18th May 2021 · 1960s, 1966, Music

If the marketing arm of the British musical instrument manufacturers Vox wanted one song to sell their electric organs, then they would surely give their donor card to 96 Tears.

It’s the only song anyone knows by ? And The Mysterians, the quintessential garage band, and it’s one of the foundation stones of punk rock.
You can hear the distinctive sound of the Vox Continental (easily confused with the Farfisa) in bands from The Beatles, The Animals and The Doors to early Elvis Costello and Madness.

Back in 1966, Rudy Gonzalez and his bandmates – all the children of Mexican migrant farmers who had moved from Texas to Michigan in search of work – loved a 1950s Japanese sci-fi film called The Mysterians so much that they named their band after it.

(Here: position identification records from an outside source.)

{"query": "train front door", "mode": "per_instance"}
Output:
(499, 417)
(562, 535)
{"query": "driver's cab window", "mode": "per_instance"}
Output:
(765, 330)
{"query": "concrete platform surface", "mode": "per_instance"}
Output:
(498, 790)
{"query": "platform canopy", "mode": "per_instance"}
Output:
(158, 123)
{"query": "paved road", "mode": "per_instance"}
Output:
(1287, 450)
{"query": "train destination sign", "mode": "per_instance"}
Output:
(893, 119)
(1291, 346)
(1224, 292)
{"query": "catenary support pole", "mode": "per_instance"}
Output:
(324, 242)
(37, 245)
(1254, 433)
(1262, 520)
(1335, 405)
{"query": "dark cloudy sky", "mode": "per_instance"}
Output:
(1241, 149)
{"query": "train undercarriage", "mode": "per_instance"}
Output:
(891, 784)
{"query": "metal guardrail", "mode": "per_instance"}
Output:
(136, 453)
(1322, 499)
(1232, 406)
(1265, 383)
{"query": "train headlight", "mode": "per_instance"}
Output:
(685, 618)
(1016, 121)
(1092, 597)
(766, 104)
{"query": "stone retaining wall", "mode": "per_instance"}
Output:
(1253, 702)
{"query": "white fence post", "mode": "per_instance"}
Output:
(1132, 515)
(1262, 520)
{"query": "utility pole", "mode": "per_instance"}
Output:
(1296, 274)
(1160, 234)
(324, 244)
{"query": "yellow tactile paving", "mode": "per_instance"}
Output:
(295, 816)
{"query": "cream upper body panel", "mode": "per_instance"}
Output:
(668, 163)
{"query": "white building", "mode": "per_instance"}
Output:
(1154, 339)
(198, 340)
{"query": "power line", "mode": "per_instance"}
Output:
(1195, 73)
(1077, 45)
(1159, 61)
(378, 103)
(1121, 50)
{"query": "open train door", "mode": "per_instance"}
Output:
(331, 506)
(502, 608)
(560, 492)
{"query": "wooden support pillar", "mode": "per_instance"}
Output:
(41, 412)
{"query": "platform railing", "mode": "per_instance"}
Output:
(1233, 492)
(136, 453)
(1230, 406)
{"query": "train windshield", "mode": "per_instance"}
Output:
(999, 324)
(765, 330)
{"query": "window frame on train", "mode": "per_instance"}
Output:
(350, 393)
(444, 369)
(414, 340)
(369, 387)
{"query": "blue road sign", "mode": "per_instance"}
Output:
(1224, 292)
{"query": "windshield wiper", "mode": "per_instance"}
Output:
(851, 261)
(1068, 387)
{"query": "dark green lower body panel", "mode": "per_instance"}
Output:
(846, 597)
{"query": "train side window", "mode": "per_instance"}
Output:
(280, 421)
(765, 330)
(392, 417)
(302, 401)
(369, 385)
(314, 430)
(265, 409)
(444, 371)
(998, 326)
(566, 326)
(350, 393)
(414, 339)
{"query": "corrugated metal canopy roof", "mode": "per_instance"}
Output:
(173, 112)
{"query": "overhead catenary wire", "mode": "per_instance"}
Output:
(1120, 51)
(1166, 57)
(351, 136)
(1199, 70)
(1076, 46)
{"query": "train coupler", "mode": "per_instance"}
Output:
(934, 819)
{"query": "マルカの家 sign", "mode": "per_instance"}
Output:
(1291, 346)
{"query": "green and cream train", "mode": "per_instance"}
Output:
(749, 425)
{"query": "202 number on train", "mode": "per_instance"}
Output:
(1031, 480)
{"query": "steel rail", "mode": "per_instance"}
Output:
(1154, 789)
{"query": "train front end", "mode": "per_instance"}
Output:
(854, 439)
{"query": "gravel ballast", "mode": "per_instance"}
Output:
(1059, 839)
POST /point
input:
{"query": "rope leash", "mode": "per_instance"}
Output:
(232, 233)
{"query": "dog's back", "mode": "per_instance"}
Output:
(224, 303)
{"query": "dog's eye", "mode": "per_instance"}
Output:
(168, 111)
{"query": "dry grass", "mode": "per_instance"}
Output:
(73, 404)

Already bit of an eccentric who liked to go by the name Question Mark, and always wore wraparound sunglasses in public, Rudy claimed that he came from Mars and (stop me if this doesn’t follow) once walked on Earth with the dinosaurs, and that voices from the future told him he would be performing 96 Tears in the year 10,000.

Anyway, Rudy wrote the lyrics for a song called Too Many Teardrops. Then he changed the title to 96 Tears because the number 96 had deep philosophical meaning for him (a different version says it was originally 69 Tears but that was rejected as too “suggestive”).

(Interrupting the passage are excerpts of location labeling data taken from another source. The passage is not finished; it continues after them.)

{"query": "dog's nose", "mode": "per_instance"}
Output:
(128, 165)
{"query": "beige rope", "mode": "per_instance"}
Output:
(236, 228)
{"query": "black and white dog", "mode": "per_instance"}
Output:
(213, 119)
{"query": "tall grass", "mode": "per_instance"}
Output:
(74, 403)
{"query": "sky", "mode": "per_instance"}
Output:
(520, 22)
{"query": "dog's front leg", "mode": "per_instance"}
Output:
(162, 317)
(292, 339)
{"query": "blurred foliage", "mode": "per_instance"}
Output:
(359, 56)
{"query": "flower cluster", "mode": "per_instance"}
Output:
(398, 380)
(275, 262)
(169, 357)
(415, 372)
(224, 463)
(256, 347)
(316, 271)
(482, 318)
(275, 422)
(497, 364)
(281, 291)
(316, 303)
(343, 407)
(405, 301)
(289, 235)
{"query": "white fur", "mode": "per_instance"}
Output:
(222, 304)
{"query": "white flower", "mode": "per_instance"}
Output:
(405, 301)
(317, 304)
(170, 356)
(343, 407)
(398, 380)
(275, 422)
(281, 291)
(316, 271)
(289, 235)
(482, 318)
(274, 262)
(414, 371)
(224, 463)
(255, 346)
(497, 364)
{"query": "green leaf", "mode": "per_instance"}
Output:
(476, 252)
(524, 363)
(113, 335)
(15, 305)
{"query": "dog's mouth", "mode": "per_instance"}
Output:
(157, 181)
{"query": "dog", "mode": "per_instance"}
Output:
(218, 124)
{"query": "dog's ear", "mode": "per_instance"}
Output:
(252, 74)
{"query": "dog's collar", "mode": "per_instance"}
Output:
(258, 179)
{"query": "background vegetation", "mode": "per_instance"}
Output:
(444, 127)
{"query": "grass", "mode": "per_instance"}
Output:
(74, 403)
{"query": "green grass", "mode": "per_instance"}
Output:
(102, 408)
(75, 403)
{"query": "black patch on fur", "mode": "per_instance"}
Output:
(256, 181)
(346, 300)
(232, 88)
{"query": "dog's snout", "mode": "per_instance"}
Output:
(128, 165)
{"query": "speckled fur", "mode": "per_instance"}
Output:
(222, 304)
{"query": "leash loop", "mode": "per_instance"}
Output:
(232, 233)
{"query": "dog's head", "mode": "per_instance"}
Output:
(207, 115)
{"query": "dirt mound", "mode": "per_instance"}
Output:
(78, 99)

It went down a storm at their regular gigs at the local ski lodge and they recorded a version in the basement studio of their manager Lily Gonzalez, and pressed up 750 copies with a small laocal label.

It sold like hot cakes after the song was picked up by a local radio station and, needing a bigger label, Rudy chose to go with Cameo Parkway for one reason only: because the label of their discs was his favourite colour – orange.

Which may also explain the choice of a Vox Continental keyboard, which has an orange casing – and definitely explains the band’s later move to Ray Charles’s label, Tangerine Records.

Despite such eccentricities the single, with its insistent stabbing organ sound, shot to No.1 and Rudy celebrated by legally changing his name to an actual question mark, long before the idea occurred to Prince, who would have been a small child at the time.

The band now became ? And The Mysterians, causing confusion for filing systems in every record shop in the land for ever more, and 96 Tears was their only hit. When the band broke up, Rudy became a dog breeder but those voices kept coming and he has reformed the band several times.